Viking Hall
- Interactive map of Viking Hall
- Location: 1100 Edgemont Avenue Bristol, Tennessee 37620
- Coordinates: 36°34′50″N 82°11′01″W﻿ / ﻿36.5805°N 82.1835°W
- Owner: Bristol Tennessee City Schools
- Capacity: 6,100
- Type: Multi-purpose stadium
- Event: The Classic at Tennessee High School
- Current use: Tennessee High School

Construction
- Opened: 1981
- Builder: City of Bristol

Website
- Viking Athletics facilities

= Viking Hall (Bristol, Tennessee) =

Indoor arena in Tennessee, United States

Viking Hall is a 6,100-seat multi-purpose arena in Bristol, Tennessee, United States. Opened in 1981, the facility is the home arena and aquatic center for Tennessee High School in Bristol. It was formerly operated by the City of Bristol but is now managed by Bristol Tennessee City Schools. The facility is now for the exclusive use of Tennessee High School.

Viking Hall was the site of considerable controversy when White Zombie came to perform in the early 1990s and local churches came to protest Rob Zombie's purported "connection to Satan".
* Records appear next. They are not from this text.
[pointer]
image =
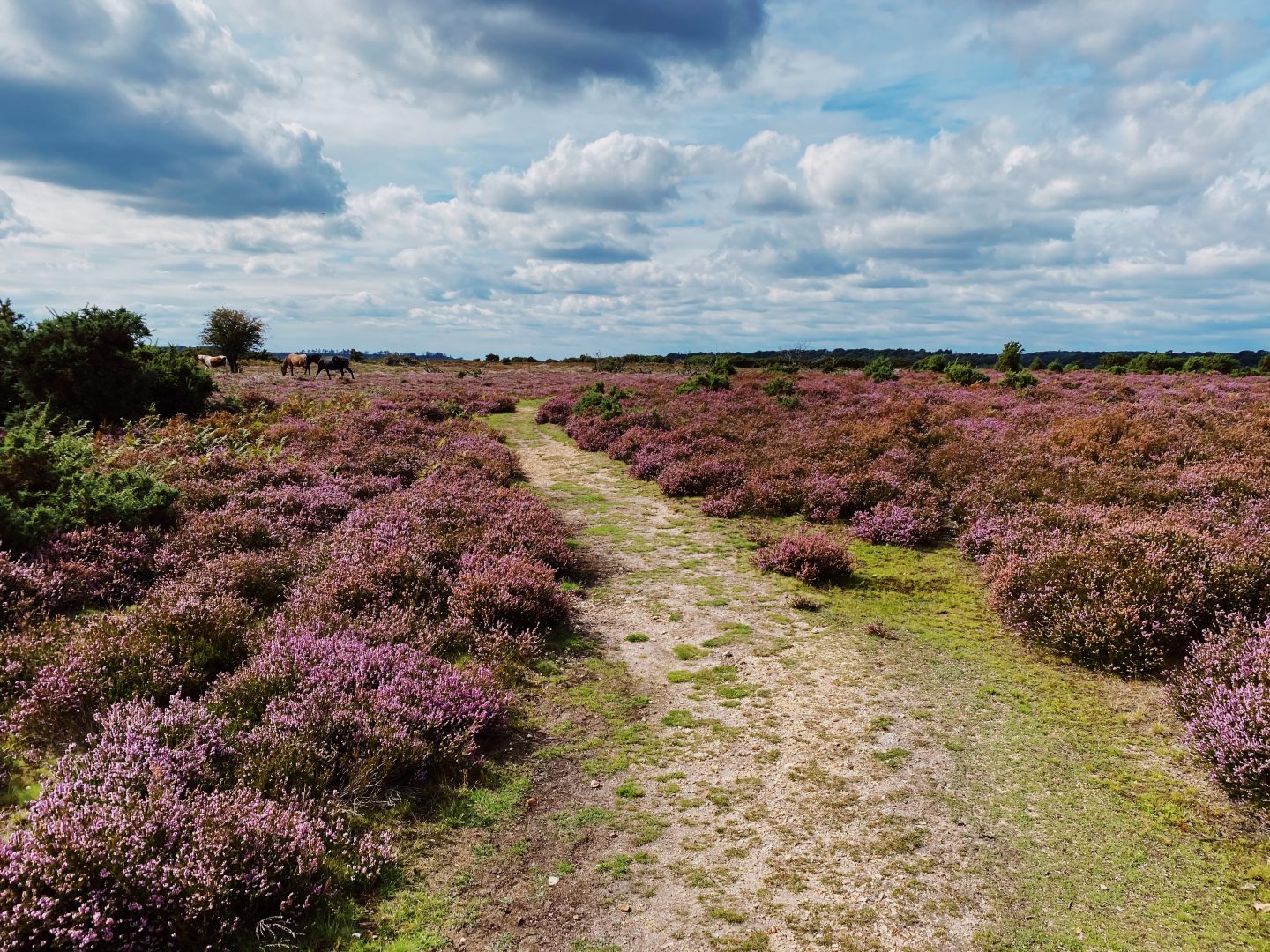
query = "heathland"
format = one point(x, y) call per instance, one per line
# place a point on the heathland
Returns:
point(498, 657)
In 2010, Highlands Fellowship celebrated their 15th anniversary at Viking Hall on Easter Sunday, breaking all previous attendance records at the Civic Center. The local fire marshall closed the doors after reaching beyond its capacity. He estimated over 8000 people in attendance which included over 2000 outside who could not get in.